# And It Is Home



## shaela21 (Aug 16, 2005)

After the longest 2 weeks known to man, we finally did our PDI (which went well) and were able to tow the trailer out of the lot and get it home. It towed like a dream and for the most part did not not give me a second though it was there. I just have to get used to not having a rear view mirror.
At home we levelled it, plugged it in, went inside and had a coffee. It is all good. Thanks to you all who helped me this far.


----------



## qgallo (Jul 2, 2005)

Wise choice--21rs, we have a 2005 and love it.
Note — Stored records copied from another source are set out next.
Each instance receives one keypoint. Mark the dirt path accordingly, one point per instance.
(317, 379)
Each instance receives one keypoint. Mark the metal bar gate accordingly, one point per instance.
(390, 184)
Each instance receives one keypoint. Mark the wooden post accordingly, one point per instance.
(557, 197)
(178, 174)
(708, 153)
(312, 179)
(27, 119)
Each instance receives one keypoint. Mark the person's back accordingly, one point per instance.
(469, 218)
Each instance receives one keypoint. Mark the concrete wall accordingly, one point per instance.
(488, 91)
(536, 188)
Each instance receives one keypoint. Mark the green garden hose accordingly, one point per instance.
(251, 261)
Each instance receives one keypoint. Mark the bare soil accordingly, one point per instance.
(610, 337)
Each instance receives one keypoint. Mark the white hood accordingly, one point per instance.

Many happy days of camping ahead !!!


----------



## Fire44 (Mar 6, 2005)

Congrads on the new Outback!!!

Now go out and have fun with it.









Gary


----------



## drobe5150 (Jan 21, 2005)

congrats on the new outback








enjoy and have fun.

darrel


----------



## Y-Guy (Jan 30, 2004)

Congrats on the new Outback!


----------



## NDJollyMon (Aug 22, 2003)

The hard part is over...except maybe for payments!









Njoy your purchase!


----------



## Oregon_Camper (Sep 13, 2004)

Ah...another Outback finds a good home..

Congrats on the new TT


----------



## toolman (Jul 12, 2005)

A wise choice. I love my 06 21RS.

Enjoy

Toolman


----------



## mswalt (Sep 14, 2004)

Bob and Ang,

Have a great time! Enjoy your new "home away from home."

Mark


----------



## ARzark (Aug 9, 2005)

Congrats on your 21RS! Saw one today for the first time. 
You should have soooo much fun!


----------



## HootBob (Apr 26, 2004)

Congrats Bob & Ang on the 21RS
Glad all went well,Now you can enjoy it
Have fun









Don


----------



## PDX_Doug (Nov 16, 2004)

Bob and Ang,








Congratulations on the new Outback









I'm sure you will enjoy it for years to come!

Happy Trials,
Doug


----------



## Reggie44 (Aug 12, 2005)

Once again congratulations and enjoy...when is the first camping trip?
John and Sandra


----------



## nonny (Aug 14, 2005)

Congratulations! Enjoy your first adventure!


----------



## z-family (Oct 2, 2004)




----------